The problem is not with the technology itself. Blockchain handles what it was created for — ensuring the correctness of state transfers and consensus — perfectly. But the infrastructure around it developed under the assumption that humans will always be at the center of the process: interpreting data through interfaces, making decisions, signing transactions. Agents break this model.
Galaxy identified four key friction points. The first is discovery. On the blockchain, all contracts are visible equally, but how should an agent determine which ones are legitimate and which are fakes or tests? Humans solve this through interfaces, social signals, reputation. An agent must do this on its own by analyzing code and metadata. It sounds simple, but in practice, it’s a nightmare.
The second problem is verification and authenticity. Take WETH. On Ethereum, there are nearly 200 tokens named “Wrapped Ether,” with the symbol WETH and 18 decimal places.
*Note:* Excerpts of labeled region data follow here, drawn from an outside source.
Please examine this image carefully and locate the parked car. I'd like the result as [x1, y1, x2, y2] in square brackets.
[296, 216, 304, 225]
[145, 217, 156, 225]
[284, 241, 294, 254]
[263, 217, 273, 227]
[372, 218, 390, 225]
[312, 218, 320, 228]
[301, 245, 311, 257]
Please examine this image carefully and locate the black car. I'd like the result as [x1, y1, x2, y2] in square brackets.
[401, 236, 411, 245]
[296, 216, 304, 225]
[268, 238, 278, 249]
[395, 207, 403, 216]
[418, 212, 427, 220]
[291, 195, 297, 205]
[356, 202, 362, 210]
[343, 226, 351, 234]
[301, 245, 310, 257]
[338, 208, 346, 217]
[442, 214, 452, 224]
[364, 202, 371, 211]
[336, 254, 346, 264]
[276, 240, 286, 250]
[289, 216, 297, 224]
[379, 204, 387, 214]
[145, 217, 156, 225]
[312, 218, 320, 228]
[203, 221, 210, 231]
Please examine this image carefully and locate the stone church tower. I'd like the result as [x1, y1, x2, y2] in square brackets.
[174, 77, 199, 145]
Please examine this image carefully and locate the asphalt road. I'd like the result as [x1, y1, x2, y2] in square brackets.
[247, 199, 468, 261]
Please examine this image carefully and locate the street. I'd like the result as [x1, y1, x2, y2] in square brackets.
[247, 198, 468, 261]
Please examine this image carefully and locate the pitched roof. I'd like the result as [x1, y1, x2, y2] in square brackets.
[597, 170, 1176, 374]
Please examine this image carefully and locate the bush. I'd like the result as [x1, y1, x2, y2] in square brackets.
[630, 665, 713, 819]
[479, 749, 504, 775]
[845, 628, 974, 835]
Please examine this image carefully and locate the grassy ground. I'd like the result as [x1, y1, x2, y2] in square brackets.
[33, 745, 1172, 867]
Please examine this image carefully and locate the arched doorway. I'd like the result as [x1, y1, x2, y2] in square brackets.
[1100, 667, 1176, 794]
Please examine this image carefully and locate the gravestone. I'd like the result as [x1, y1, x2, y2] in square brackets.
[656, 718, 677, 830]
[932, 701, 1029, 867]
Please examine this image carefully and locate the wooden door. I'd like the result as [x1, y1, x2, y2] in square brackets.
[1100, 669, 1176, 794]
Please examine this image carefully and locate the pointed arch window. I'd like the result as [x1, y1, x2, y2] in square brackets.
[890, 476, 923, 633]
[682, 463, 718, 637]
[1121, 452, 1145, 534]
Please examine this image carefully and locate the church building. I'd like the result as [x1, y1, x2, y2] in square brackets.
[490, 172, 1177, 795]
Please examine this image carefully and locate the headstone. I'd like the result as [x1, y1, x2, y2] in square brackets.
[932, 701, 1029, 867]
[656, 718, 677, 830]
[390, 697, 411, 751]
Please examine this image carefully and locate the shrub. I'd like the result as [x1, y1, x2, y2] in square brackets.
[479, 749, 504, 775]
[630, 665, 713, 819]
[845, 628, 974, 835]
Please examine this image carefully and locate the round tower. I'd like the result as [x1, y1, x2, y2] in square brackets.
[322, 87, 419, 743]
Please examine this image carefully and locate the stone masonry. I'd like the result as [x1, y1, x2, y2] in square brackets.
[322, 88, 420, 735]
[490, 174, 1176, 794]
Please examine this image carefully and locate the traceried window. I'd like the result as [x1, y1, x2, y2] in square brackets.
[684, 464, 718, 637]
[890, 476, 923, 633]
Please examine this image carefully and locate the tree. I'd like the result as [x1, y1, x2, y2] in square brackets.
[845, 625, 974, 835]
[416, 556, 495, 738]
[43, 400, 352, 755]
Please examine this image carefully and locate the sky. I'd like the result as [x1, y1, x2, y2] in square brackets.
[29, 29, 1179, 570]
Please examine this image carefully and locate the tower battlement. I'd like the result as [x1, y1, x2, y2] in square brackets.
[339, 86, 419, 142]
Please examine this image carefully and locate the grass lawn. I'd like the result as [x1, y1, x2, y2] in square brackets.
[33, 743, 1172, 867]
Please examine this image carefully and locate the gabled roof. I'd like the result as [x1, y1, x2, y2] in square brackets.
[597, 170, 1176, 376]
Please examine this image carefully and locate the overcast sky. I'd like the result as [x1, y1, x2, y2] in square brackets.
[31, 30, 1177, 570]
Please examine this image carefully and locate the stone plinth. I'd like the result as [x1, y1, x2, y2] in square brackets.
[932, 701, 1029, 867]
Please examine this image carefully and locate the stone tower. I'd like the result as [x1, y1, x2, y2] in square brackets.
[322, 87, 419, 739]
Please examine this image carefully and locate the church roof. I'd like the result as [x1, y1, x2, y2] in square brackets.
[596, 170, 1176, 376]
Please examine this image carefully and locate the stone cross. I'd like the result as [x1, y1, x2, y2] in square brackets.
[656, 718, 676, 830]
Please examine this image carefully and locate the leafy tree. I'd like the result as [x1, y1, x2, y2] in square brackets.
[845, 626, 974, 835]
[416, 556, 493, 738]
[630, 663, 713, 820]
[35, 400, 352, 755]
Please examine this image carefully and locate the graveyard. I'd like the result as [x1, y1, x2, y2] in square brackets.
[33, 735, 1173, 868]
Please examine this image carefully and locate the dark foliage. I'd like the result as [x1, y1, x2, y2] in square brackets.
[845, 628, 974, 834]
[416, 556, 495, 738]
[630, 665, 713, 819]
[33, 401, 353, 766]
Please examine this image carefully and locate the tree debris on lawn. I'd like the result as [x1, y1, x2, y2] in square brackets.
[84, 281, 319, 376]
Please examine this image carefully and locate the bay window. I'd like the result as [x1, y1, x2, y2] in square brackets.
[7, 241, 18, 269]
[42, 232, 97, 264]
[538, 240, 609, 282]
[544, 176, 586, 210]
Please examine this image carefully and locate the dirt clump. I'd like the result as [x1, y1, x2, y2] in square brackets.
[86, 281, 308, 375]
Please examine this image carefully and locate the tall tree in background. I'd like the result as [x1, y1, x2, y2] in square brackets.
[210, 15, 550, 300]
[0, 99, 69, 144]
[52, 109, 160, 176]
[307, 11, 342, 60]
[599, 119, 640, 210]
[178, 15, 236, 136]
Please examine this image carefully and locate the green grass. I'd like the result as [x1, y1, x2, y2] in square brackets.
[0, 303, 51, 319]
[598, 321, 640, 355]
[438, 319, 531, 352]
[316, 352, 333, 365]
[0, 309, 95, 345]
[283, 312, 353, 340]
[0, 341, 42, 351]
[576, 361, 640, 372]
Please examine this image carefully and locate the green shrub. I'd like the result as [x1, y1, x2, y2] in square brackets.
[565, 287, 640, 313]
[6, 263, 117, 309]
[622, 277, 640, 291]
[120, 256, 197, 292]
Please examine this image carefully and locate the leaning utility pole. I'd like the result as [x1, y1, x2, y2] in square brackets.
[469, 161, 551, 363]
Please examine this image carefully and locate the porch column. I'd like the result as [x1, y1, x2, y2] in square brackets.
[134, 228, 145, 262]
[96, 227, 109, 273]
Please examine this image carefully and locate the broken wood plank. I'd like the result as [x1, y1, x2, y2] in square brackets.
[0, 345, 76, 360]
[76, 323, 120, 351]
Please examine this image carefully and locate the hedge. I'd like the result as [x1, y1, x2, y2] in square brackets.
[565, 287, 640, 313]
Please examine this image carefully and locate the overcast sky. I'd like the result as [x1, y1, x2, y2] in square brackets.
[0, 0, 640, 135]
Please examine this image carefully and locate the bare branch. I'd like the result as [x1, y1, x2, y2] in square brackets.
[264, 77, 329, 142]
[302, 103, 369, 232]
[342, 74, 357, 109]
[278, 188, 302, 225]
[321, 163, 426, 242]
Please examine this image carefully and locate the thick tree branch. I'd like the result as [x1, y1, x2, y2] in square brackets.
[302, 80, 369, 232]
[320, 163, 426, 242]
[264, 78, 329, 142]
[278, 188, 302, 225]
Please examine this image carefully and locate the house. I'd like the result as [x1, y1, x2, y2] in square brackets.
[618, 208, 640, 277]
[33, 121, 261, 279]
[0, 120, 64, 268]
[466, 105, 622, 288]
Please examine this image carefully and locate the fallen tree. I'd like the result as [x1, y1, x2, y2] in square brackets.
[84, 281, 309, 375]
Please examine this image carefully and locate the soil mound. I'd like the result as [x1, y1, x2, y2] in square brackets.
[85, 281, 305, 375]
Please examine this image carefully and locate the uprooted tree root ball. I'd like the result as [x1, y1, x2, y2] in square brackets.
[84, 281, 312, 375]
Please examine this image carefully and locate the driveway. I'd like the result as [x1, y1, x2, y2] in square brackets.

Can you determine which one is real without CoinGecko? This is exactly what agents face. The blockchain doesn’t verify uniqueness or keep a registry. Anyone can deploy 500 contracts with identical metadata. People get around this with whitelists and trusted sources. Agents need standard registries and verification mechanisms at the protocol level.
The third friction point is data. Agents must standardize capabilities as economic objects: yield, liquidity, risk. But blockchain provides low-level primitives — storage cells, events, function outputs. Economic concepts need to be recreated off-chain via indexers and APIs. The problem is compounded by heterogeneity. In Aave v3, fetching markets and reserve states are two separate steps. In Compound v3, the logic is entirely different. Even within the same protocol class, there’s no unified standard. An agent must write different parsers for each protocol. This is not just inconvenient — it creates delays, inconsistency risks, and limits performance.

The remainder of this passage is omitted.